Red Hat Bugzilla – Bug 145623
Better dual boot support / automatic non-destructive NTFS resize
Last modified: 2007-11-30 17:10:58 EST
Adding a flavor of Red Hat Linux to a computer that is already running
Windows is an operation that should be reliable and trouble-free. If
Linux is to make substantial inroads into the desktop market, it must
be appealing to the existing base of Windows users, including and
especially ease of installation. It's a much smaller leap of faith to
add a second operating system and dual-boot than it is to wipe a hard
drive clean and put all of one's trust in an untested and unfamiliar
operating system, even if you've heard good things about it.
Personally, my problem was that the laptop I bought came pre-installed
with Windows. Reportedly the rescue disk it came can only restore the
system to its original state, not do a Windows install after
re-partitioning in preparation for dual-boot. Though for many people,
their Windows partition will have lots of applications and data which
have accumulated over time, which it would be extremely annoying and
time-consuming to re-install from scratch.
The convenient solution when preparing for dual-boot on a machine that
already has Windows installed, is to defragment, resize the Windows
partition so it takes up half the disk instead of the whole thing, and
install Linux in the newly freed-up space.
Unfortunately, this procedure is currently very difficult to
implement, even though all the tools necessary to do so are reportedly
available. Though fdisk and the parted included on the Fedora Core 3
Rescue CD can't resize NTFS partitions (which is the format Windows XP
comes pre-installed on), ntfsresize from
It took me more than a day of poking, prodding, and waiting to find
and make a bootable CD with a sufficiently up-to-date version of
ntfsresize on it (I eventually used KNOPPIX, I think). Then I
repartitioned, carefully following the instructions about making sure
that things begin and end in the right places, figuring out what
should be primary or not, betting that my very modern BIOS could, in
fact, boot an OS past the 1024th cylinder, and so on. In the end, all
I had to show for it was an invalid partition table.

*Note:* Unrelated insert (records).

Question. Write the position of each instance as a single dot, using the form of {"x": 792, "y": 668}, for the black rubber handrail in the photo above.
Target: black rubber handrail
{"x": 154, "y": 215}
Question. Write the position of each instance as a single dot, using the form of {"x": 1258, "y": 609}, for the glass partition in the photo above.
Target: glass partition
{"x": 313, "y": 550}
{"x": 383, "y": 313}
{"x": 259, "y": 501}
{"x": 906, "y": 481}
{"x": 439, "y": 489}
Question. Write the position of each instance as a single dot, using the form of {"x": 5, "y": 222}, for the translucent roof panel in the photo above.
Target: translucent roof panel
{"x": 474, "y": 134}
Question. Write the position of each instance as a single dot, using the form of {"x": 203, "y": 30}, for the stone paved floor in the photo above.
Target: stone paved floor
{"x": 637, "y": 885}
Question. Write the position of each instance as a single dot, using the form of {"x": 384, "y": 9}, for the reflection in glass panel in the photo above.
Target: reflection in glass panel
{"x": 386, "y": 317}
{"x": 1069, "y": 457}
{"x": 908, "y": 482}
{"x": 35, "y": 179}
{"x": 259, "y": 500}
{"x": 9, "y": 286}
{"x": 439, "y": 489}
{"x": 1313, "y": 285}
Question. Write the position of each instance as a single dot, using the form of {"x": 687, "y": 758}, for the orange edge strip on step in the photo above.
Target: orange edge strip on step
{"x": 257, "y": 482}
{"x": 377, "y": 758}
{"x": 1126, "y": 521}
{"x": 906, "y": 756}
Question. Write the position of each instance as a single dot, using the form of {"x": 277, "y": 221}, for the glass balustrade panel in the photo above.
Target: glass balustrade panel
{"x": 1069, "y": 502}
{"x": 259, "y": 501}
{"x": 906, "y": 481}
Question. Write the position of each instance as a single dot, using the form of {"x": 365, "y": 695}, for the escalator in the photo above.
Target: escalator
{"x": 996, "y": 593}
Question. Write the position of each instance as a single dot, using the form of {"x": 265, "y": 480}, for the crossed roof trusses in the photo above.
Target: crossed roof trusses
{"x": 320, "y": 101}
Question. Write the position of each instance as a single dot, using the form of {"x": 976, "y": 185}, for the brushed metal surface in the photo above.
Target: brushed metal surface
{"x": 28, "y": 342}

Being a long-time Linux user and not really having wanted Windows on
the machine in the first place (and tired of being stuck in Linux
Install World of Pain), I wiped the hard drive and installed Fedora
Core 3 from scratch. For most people, it would be really, really nice
if the Fedora installer could Do The Right Thing, and do it correctly.
Thanks for reading,
Unfortunately, code for dealing with NTFS cannot be shipped due to patent reasons.